Snow forecasting can be a daunting task, even for seasoned weather forecasters. There are many variables to consider, and just slight adjustments in these variables can make the difference between snow and rain. Snow forecasting is particularly challenging with the temperature is between 0C and 2C, because at these temperatures, a small adjustment in temperature can switch the precipitation type from snow to rain and vice versa.
The factors we will discuss here include:
- Dew point temperature
- Evaporative cooling
- Upper air temperatures
- Bring it all together
It’s a lot more complicated than just temperature – look to the dew point. The dew point is an additional atmospheric parameter that tells us the temperature at which water condenses at in the surface environment. If the temperature is 2C however the dew point is 0C, that means that any condensed water, or surface water, is likely to be closer to 0C. This means that precipitation has the potential to freeze when it reaches the surface if the dew point is at or below freezing – irrespective of air temperature.
This also means that if the dew point is 0C, then the temperature of the precipitation itself is likely to be 0C. So, if the air temp is 3C, however the dew point is 0C, then if you were to stick a thermometer on the precipitation it would measure somewhere between 3 and 0C, – probably closer to 0C. Of course, this means that the precipitation will more likely be snow when the dew point is at or below freezing. An air temp of 3C and a dew point of -1C will almost guarantee snow, because remember, the temperature of the precipitation is likely to be slightly higher than the dew point temperature. An air temp of 3C and dew point of 2C will definitely give rain, for this reason. So, you have now learnt that air temperature isn’t really too important. Look to the dew point. Low dew points are often indicative of a cold, continental air mass, which is often found in sunny conditions. This can heat up the surface layer, often to around 4-6C, especially in Spring. However, the dew points provide more information about the temperature of the air mass and likelihood for rain or snow, for scientific reasons I will not go into during this blog post.
Another factor is evaporative cooling. This is a mechanism whereby the intensity of precipitation can allow in-situ cooling of the air mass and subsequent lowering of the snow line. It can reduce the air temperature by several degrees within a short time frame, i.e. an hour, thus turning the rain to snow. This is quite common during frontal snow events. During these events, calculate the “wet bulb” temperature, and this is the temperature that will shortly be found following around 2/3mm of precipitation, although light winds and adequate precipitation intensity is required. Evaporative cooling will not be effective in a relative humidity above 90%, because the air is already saturated so further evporative cooling is not possible. During this process, moisture evaporates from the snowflake, the kinetic energy within the evaporated molecules derives latent heat from the atmosphere.

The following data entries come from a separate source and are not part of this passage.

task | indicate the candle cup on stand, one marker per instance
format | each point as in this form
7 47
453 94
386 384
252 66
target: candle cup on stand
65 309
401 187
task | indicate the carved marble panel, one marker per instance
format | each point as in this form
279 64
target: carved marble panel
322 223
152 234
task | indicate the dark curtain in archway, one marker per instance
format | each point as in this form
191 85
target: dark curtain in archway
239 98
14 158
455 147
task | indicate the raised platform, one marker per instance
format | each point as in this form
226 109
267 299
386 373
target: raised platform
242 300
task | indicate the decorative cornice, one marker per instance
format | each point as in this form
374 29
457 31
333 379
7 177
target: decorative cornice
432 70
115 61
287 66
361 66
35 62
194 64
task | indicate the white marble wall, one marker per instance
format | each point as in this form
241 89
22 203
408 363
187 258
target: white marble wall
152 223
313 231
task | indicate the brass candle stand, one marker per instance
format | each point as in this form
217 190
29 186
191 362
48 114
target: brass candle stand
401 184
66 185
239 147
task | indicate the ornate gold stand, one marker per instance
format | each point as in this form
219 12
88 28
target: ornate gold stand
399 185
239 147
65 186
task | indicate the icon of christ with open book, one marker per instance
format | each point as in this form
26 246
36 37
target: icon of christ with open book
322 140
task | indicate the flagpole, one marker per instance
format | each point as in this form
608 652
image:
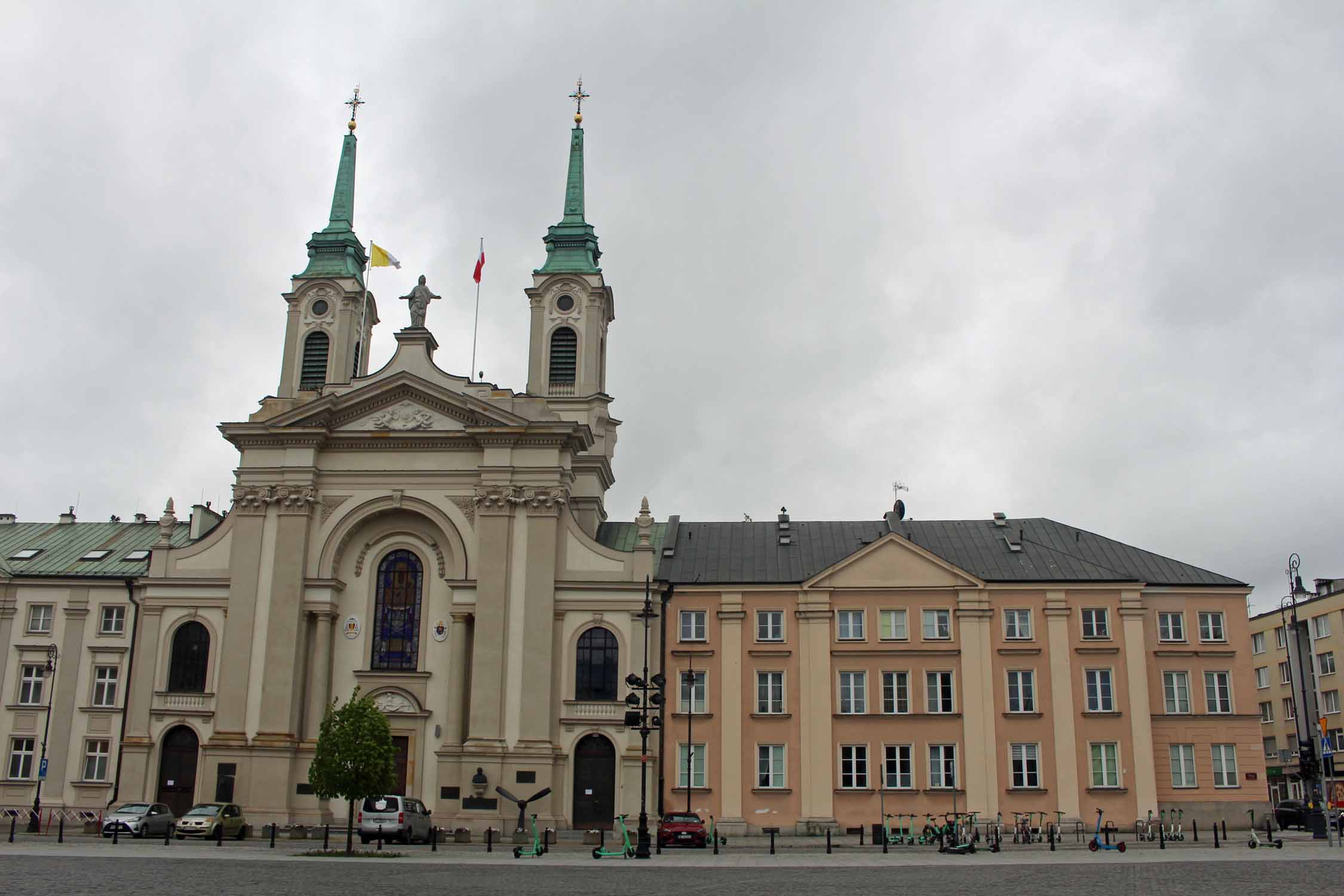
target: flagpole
476 323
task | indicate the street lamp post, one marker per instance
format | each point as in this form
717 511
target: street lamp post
34 821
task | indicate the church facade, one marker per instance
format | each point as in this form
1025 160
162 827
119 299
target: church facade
443 544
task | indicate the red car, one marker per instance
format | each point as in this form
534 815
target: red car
683 829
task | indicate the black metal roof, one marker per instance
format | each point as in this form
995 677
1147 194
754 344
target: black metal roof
750 553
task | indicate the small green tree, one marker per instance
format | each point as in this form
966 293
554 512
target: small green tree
355 757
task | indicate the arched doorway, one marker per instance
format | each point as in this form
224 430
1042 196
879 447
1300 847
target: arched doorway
594 784
178 770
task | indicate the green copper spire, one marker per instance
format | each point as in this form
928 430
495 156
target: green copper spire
335 250
572 245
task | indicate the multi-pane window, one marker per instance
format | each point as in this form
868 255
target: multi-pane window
20 758
894 625
769 692
769 625
937 625
1105 765
1094 624
1321 625
1101 698
1171 627
30 684
1022 691
938 691
96 760
943 766
1183 765
854 698
105 686
895 692
1026 766
1211 627
39 618
898 768
692 691
1225 765
696 766
113 619
850 625
692 625
1218 691
1018 625
854 766
771 766
1176 691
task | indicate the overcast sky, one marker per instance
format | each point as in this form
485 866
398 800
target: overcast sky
1065 260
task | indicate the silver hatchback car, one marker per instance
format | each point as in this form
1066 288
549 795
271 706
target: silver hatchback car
400 817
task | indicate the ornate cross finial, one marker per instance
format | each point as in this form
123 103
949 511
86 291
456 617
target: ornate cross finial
578 97
354 103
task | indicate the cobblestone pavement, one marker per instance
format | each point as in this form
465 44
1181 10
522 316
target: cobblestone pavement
94 867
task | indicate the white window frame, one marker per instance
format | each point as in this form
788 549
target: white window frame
772 768
846 629
698 625
854 692
888 622
771 622
1173 683
857 757
1018 625
1024 766
936 619
893 757
1221 754
1182 762
895 692
1022 691
1171 627
1108 692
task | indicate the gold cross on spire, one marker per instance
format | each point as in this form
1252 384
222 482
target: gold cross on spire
578 97
354 103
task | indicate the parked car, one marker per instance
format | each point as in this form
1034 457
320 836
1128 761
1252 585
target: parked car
139 820
207 820
683 829
400 817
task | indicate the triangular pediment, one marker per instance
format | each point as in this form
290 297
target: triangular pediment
893 562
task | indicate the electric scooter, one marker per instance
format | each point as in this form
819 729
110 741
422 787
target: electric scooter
1256 841
1096 843
627 851
535 849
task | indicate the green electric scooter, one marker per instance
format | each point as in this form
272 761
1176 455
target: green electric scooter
627 851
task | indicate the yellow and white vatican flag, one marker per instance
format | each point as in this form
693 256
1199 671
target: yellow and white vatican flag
379 257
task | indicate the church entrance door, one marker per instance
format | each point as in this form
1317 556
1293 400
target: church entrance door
594 784
178 770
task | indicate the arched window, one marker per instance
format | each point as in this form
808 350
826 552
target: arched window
314 373
565 358
397 613
596 665
190 659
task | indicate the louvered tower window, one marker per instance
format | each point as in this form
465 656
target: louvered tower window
314 373
565 357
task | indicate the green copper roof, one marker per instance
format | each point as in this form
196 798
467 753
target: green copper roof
572 245
335 250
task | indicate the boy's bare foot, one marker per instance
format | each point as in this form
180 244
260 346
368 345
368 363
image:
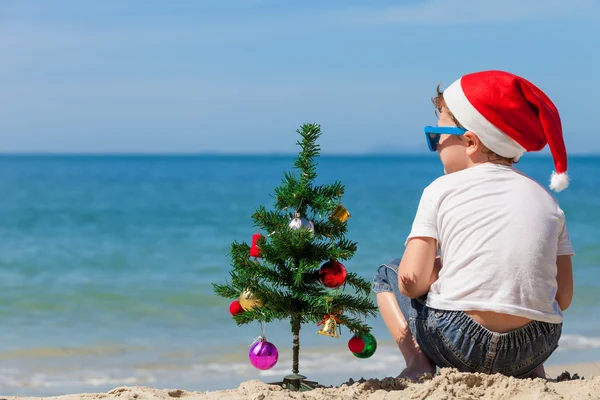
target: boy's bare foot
417 367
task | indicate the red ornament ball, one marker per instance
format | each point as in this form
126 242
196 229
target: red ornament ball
235 308
332 274
356 344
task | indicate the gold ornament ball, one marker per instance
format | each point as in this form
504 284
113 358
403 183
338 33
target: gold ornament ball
248 300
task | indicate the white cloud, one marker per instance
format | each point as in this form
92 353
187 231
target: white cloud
440 12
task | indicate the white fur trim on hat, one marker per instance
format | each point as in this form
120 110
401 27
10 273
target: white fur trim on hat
559 182
492 137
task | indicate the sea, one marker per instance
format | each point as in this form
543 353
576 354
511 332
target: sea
106 266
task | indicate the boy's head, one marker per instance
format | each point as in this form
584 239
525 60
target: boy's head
458 152
496 116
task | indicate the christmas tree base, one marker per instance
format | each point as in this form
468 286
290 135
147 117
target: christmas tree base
297 383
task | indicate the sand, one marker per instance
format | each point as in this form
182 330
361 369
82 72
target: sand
448 384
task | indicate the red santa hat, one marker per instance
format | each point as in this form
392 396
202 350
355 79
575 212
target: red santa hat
510 115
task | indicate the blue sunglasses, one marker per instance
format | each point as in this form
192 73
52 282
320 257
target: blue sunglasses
432 133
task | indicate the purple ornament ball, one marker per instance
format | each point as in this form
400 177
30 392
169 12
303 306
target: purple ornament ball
263 355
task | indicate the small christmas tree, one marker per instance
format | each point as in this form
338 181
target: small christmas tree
294 272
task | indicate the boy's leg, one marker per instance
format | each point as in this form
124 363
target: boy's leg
395 317
417 363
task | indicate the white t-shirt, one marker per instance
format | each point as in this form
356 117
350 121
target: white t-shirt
499 233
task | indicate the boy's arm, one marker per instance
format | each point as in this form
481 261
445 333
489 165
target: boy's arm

Next is upper air temperatures.
This isn’t a particularly useful one. Mainly because we aren’t looking for a specific temperature here, unlike explained in the dew point example. It can rain with an upper air temperature of -4C, and snow with an upper air temp of 0C. The upper air temperature is the temperature at 850millibars. In low heights, the upper air temperature level is brought closer to the surface because the surface pressure starts off lower. Think of it as moving the pressure gradient downwards. This means that for a particular flow, say an easterly, -4C uppers may be fine in very low pressure, however will result in rain in a higher pressure flow because the upper air temperature is raised by around 400ft. This is why I would shy away from using upper air temperatures unless you’re experienced. They can be very useful when one is aware of the particular upper air thresholds which exist, these are dependent on the atmospheric setup and factors in place. For example, ascertaining that the sea level upper air temp requirement is -7C, so with -6C uppers we can be confident that snow will fall to roughly 150m on the coast and 50m in land. This gradient is because inland the requirements are usually a bit lower because we can factor out heating from the sea.
The freezing line is much better for those with less knowledge, because it is a fixed value. A freezing line of 300m will produce snow to heights between 50 and 150m, because snow generally will make it relatively intact to heights between 150 and 250m below the freezing level because the dew point will remain at or below freezing for this extent.